Bioinformatics bites: Constructing a BLAST query

This week’s Bioinformatics Bite will go though the basics of how to construct a query for NCBI‘s BLAST services.

A previous post discusses how to use text searching to find information about genes. BLAST is another way to search the NCBI databases.

BLAST stands for Basic Local Alignment Search Tool. This tool takes a nucleotide or protein sequence and searches a database of your choice for sequences that have homology, or a shared ancestry, with the sequence that you entered. We’re not going to go into the nuts and bolts of how the algorithm works. Instead we will focus on what the user needs to know to use this tool.
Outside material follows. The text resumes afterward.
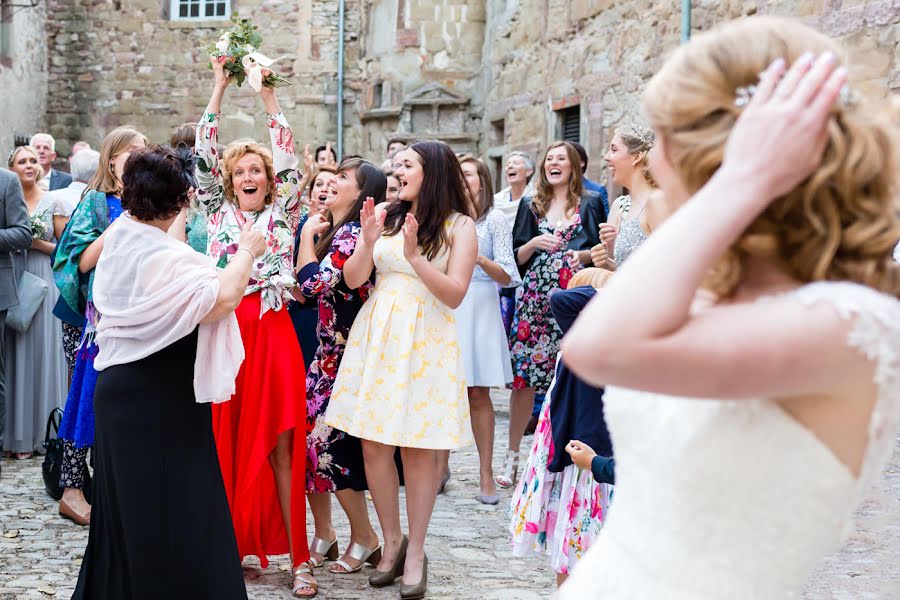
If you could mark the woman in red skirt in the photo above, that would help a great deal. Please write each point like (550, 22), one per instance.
(262, 464)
You need 5 pieces of information before you begin your BLAST search.

  1. Query – What are you putting into BLAST?
  2. Subject (aka search result) – What do you want to retrieve from the NCBI databases?
  3. Algorithm – depends on the combination of Query and Subject from above
  4. Database – Can you limit what you search based on what you’re looking for?

Let’s look at these aspects one at a time.

The Query is the most obvious component of the BLAST search. It is a nucleotide or protein sequence?

The Subject is also pretty straightforward: are you looking for a protein sequence or a nucleotide sequence?

Once you know what type of Query and Subject you want, finding the Algorithm is also easy. There are many varieties of BLAST algorithms. The specific algorithm you use will depend on whether your Query (the sequence you are putting in) and Subjects (the search results you want to get) are protein or nucleotide. Here is a list of the common algorithms, and their queries and subjects.

  • Nucleotide – search for nucleotides using nucleotides
  • Protein – search for proteins using proteins
  • blastx – search for protein using a translated nucleotide
  • tblastn – search for translated nucleotides using protein
  • tblastx– search for translated nucleotides using translated nucleotides

This scheme is a bit of an oversimplification, because there are multiple algorithms for nucleotide (megablast, discontiguous megablast, blastn) and protein (blastp, PSI-PLAST, PHI-BLAST, DELTA-BLAST). For the purposes of this post, let’s consider Nucleodide BLAST to be megablast and Protein BLAST to be blastp. Future posts will focus on these other algorithms.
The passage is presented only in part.